The role in trigger languages is not "marked on the verb" because their
predicate is not a verb. "Nagtuturo" is not a verb. No more than its Hebrew
counterpart "melamed" is. No more than the English noun "the teacher" is.
All of them are what is called in French a "substantif" because they
"substantiate" (impersonate) the predicate of the clause. That is what a
trigger system is all about: Each argument may "impersonate" the predicate
without needing a verb. There is as well a substantive meaning "the
action/fact/process of teaching", but no verb "to teach" as such.
Certain linguists conveniently define a set of verb-agent-patient roles by
reference to verbal voices. Good for them. Now I gather from this thread
that some of them label each trigger argument with these roles.

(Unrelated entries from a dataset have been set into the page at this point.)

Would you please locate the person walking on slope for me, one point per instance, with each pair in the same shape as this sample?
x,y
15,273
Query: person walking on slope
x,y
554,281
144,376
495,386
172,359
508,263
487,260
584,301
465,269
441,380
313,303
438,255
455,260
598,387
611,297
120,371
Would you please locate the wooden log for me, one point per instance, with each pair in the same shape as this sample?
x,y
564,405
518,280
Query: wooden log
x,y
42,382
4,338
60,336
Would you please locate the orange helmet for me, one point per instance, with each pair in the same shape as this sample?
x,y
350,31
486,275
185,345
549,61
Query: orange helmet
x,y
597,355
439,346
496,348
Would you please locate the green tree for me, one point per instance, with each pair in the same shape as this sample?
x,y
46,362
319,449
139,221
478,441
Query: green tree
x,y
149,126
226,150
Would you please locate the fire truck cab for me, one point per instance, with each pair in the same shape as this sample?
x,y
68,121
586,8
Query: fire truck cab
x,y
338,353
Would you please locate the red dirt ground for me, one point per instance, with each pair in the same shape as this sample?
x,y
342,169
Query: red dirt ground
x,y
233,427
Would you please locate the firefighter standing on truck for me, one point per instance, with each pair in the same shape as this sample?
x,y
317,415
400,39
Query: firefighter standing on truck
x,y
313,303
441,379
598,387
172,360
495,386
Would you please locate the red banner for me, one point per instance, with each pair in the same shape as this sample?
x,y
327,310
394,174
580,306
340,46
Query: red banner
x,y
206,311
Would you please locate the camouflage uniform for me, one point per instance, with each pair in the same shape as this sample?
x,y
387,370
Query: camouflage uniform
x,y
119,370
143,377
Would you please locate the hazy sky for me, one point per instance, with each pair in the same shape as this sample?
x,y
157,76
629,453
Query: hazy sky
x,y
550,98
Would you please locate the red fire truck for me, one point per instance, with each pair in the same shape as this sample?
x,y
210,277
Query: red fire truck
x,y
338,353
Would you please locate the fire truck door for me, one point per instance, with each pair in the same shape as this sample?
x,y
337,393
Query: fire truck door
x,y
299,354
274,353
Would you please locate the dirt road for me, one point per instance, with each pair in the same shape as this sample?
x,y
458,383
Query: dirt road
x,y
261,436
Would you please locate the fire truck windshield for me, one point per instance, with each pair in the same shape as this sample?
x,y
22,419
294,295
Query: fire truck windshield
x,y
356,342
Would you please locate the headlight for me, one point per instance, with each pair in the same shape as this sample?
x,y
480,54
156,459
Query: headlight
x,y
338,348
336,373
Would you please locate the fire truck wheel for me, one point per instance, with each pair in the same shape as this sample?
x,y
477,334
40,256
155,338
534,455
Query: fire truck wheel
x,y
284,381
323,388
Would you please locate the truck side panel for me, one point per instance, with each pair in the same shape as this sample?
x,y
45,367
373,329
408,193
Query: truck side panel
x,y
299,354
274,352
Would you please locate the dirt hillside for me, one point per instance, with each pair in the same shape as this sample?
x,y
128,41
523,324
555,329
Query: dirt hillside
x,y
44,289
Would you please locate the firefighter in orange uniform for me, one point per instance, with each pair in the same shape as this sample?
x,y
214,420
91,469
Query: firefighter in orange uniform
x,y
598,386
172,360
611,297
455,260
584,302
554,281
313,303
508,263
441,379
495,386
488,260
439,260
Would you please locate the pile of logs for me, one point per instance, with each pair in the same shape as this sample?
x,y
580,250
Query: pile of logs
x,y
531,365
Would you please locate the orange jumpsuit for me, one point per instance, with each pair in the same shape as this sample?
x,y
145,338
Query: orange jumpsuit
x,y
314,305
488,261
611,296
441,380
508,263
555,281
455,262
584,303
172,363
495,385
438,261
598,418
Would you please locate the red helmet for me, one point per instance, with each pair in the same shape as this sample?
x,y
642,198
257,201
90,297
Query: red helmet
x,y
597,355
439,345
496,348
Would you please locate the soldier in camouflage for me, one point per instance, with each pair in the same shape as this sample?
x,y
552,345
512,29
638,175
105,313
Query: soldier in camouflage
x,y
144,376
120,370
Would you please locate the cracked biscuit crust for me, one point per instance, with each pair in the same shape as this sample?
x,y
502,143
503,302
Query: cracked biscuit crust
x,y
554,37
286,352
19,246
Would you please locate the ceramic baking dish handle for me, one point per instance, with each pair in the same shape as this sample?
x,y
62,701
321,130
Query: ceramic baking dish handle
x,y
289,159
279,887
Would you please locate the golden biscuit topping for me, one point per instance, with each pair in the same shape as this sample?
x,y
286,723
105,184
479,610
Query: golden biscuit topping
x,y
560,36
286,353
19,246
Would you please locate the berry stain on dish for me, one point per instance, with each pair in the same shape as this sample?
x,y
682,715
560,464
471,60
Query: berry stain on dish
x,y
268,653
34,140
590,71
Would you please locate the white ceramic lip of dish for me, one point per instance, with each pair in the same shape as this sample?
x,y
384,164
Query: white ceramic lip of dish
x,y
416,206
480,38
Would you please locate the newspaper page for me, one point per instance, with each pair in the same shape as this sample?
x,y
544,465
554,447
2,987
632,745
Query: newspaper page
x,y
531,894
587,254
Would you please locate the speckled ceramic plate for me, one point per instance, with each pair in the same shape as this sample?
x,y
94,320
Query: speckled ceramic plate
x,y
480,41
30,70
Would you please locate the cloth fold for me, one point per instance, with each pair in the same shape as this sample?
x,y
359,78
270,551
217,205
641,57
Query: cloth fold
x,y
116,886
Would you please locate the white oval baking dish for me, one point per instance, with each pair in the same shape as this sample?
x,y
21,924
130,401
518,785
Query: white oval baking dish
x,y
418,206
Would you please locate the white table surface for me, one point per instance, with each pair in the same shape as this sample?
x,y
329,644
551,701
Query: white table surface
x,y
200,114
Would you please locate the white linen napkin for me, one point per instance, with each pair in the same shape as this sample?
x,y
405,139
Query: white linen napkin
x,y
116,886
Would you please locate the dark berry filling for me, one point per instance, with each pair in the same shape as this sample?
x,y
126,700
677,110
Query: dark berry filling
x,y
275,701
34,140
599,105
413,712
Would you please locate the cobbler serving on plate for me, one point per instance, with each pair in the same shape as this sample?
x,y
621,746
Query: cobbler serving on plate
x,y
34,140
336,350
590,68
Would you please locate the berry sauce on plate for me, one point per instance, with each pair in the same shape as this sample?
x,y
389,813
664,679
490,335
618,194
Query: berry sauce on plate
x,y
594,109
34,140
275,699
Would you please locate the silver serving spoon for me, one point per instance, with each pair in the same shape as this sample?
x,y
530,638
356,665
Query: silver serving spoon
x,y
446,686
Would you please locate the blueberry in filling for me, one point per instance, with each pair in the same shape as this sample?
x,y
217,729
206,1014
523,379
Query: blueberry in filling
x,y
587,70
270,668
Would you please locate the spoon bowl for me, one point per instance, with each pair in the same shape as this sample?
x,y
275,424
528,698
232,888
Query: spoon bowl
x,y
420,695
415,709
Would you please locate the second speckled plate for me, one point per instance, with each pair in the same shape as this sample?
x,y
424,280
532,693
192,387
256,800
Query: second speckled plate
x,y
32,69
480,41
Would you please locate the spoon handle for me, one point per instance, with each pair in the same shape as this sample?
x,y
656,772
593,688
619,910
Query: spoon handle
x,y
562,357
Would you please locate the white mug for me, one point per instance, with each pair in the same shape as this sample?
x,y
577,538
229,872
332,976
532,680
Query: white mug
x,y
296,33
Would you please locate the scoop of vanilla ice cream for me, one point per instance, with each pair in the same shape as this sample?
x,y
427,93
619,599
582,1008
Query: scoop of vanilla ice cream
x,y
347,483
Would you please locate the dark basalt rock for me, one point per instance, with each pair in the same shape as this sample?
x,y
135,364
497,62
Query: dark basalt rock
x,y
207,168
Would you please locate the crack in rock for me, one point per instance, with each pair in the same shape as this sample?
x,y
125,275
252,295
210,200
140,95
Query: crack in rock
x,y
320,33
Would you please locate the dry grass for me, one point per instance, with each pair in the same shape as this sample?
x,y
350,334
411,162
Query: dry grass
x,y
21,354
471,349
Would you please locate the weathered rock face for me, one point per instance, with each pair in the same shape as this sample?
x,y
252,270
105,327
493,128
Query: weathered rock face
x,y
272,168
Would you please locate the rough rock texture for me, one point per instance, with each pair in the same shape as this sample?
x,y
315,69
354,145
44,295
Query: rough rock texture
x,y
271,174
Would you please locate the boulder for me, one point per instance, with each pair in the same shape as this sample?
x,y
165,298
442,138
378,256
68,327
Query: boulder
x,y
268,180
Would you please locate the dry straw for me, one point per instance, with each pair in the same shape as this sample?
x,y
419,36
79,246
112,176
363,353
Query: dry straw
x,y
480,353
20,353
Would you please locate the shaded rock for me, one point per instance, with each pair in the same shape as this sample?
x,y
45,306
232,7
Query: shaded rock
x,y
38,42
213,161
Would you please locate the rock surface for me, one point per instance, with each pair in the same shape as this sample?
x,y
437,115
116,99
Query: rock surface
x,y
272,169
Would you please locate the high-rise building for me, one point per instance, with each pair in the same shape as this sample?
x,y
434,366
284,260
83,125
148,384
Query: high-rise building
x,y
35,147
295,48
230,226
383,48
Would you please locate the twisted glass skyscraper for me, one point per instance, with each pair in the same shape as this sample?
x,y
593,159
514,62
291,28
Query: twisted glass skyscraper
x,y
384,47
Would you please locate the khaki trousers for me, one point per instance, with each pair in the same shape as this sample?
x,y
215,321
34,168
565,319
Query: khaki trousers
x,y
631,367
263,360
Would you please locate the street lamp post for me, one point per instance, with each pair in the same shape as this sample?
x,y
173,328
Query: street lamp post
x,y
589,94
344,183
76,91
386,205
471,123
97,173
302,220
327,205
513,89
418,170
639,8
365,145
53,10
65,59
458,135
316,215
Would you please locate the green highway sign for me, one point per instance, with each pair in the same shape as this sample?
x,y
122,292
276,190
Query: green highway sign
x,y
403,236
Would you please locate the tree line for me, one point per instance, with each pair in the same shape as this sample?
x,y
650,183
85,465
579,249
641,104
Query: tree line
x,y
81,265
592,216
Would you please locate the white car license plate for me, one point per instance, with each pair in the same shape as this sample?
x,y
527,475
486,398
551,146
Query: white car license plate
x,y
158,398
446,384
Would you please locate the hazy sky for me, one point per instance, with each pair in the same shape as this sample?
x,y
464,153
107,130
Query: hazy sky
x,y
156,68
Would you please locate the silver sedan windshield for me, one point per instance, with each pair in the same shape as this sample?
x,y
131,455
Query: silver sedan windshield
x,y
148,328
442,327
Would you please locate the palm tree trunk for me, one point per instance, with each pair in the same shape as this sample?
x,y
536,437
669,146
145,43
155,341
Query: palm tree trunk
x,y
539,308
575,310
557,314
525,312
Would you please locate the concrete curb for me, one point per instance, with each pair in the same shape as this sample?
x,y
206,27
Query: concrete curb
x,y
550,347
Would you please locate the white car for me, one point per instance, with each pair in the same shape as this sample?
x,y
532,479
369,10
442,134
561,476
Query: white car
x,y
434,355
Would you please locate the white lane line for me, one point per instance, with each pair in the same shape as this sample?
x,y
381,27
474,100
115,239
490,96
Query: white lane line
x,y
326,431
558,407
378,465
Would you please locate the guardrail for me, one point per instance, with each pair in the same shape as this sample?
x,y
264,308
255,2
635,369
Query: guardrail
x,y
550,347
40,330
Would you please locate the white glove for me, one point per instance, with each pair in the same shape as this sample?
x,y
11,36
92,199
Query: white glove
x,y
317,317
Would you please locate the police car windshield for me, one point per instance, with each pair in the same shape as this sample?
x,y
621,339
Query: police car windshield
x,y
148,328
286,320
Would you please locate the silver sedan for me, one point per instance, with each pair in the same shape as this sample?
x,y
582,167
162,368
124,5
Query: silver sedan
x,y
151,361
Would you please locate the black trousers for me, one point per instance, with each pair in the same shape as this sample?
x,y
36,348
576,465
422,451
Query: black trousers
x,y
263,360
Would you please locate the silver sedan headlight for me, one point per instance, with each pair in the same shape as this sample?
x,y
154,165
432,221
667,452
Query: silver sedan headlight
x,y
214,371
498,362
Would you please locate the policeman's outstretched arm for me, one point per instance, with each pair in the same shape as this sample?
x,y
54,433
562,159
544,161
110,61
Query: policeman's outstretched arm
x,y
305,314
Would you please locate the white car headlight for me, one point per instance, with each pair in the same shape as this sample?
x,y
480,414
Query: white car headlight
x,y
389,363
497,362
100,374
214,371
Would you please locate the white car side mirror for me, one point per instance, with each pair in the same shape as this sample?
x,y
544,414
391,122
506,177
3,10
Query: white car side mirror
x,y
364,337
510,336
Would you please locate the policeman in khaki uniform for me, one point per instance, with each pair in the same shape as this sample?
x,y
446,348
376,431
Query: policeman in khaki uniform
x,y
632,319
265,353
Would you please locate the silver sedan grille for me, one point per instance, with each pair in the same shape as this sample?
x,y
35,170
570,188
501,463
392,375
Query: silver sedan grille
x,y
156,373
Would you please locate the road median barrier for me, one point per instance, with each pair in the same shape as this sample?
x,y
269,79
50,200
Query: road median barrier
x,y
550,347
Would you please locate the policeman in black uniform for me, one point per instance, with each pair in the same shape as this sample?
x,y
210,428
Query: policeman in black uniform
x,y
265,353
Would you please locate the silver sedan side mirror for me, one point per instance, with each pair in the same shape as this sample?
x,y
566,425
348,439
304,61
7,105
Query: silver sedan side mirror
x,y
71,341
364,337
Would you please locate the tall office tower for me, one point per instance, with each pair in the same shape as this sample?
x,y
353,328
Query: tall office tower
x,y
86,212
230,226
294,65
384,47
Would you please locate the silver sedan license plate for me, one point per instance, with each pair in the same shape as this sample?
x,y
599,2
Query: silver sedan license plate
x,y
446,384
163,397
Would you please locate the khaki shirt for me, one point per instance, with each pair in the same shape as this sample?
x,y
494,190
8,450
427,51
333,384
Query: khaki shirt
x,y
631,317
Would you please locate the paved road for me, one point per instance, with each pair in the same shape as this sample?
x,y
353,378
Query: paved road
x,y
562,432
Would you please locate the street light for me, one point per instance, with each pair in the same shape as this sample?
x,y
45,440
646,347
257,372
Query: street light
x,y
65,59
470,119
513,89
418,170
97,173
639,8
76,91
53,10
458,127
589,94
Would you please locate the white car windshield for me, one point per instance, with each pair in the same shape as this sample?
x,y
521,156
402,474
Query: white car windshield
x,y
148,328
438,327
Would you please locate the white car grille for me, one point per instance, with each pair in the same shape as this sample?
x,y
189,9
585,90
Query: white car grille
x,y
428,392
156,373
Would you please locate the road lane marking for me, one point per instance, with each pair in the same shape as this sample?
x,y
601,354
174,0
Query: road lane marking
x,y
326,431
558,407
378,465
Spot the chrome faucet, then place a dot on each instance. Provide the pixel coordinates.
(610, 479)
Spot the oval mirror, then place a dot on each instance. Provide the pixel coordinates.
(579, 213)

This is
presumably of not harm--if any use--since obviously the number and identity
of arguments in a clause usually keeps being the same whatever the language
the clause is translated in: The eating cat keeps being a cat and the eaten
mouse a mouse. However, claiming that ergo a trigger predicate is truely a
verb and that a trigger language is truely ERGATIVE (and *that* was the
claim that triggered Chistophe's post, if I may this poor pun) is as much a
nonsense as claiming that an ergative language is truely a trigger language.
Verbal voices make up one of several possible systems expressing one
predicate and one or more arguments, which is itself a way to express one or
several pairs of entity+behaviour. Ergative (erg-abs) and active (nom-acc)
languages express the predicate as a verb ("to teach") or a compound
verb+substantive ("to be a teacher").
However, other languages work differently in whole or in part: They may
express all or certain predicate-argument pairs as either:
(i) the equation of a substantive (the teacher) and another substantive (me)
(ii) or the attribution of a substantive (teaching, teacher) to another
In this system, the predicate substantive is possibly linked with the
argument substantives by juxtaposition, trigger tag, copula, you name it.
This system subsists in languages based on a verbal voices: Hebrew present
tense, French epithete adjectives, Japanese adjectival nouns, Hawaiian
nominal clauses, etc., subsist and are solid parts of these languages.